Me vuelvo a dejar caer de rodillas, exhausto. Parece una decisión imposible, pero cuando me vuelvo hacia ti, de pronto lo tengo completamente claro: tengo que hacerlo. Tengo que llegar hasta lo más hondo del bosque. Tengo que atravesar ese sendero, tengo que seguir, seguir hacia delante.
Así que avanzo. Y poco a poco el fuego va engullendo los árboles a mi alrededor. Me consume lentamente, produciéndome un dolor imposible. Nunca me imaginé que pudiera soportar tanto sufrimiento, pero sigo. Sigo hacia delante. Para alcanzarte. Porque es cuanto necesito.
El fuego lo anega todo, una tormenta de oro evanescente, un viento de adrenalina, una fuerza que me comprime por dentro… es fuego, mucho fuego. Pero al fondo de todo, más allá de los efusivos velos dorados que se enroscan entre mis piernas y brazos, más allá de la ola áurea que me arrastra consigo, contemplo tus ojos. Cada vez más cerca, mientras es cada vez más fuerte el incendio que me rodea. 


Más cruento y más letal.
Las lágrimas de mis ojos se evaporan antes de salir. Me estoy quemando. Me estoy pulverizando. Pero sigo. Ya ni siquiera sin pensar en las consecuencias, sin pensar en el sufrimiento, sin pensar en el asfixiante humo… No, de pronto solo puedo pensar en tu peligrosa cercanía. En como tu olor ya se mezcla con el de la ceniza.

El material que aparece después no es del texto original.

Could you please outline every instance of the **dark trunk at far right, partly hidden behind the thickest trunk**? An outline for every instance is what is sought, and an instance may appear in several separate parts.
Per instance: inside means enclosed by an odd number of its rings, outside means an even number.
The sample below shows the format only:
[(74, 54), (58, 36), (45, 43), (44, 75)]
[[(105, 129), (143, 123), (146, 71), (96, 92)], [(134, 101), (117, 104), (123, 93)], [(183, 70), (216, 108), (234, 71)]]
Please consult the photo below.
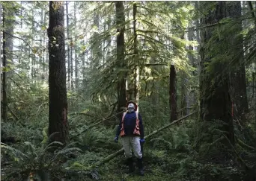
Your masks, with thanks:
[[(232, 2), (228, 11), (231, 18), (237, 19), (241, 17), (241, 3), (240, 1)], [(240, 34), (243, 31), (242, 21), (237, 22), (236, 28), (234, 28), (234, 34)], [(243, 57), (243, 35), (240, 34), (237, 38), (234, 38), (231, 42), (232, 49), (235, 52), (241, 52), (235, 62), (234, 72), (231, 72), (231, 92), (232, 102), (235, 117), (244, 121), (245, 114), (249, 111), (247, 93), (246, 93), (246, 69), (245, 61)], [(243, 121), (240, 123), (243, 124)]]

Puede que me tiendas la mano, puede que me dejes consumirme lentamente en el fuego. Pero ya no hay marcha atrás. Seguiré hacia delante, lejos, muy lejos, hasta alcanzarte.
Ya no me importa arder. No me importa quemarme.
Solo me importa llegar, impulsado por una tormenta imparable que me revuelve por dentro, nublándome la vista y bloqueándome los sentidos, pero obligándome a correr. A correr sin detenerme. A seguir.

Hasta que alcance el final del camino.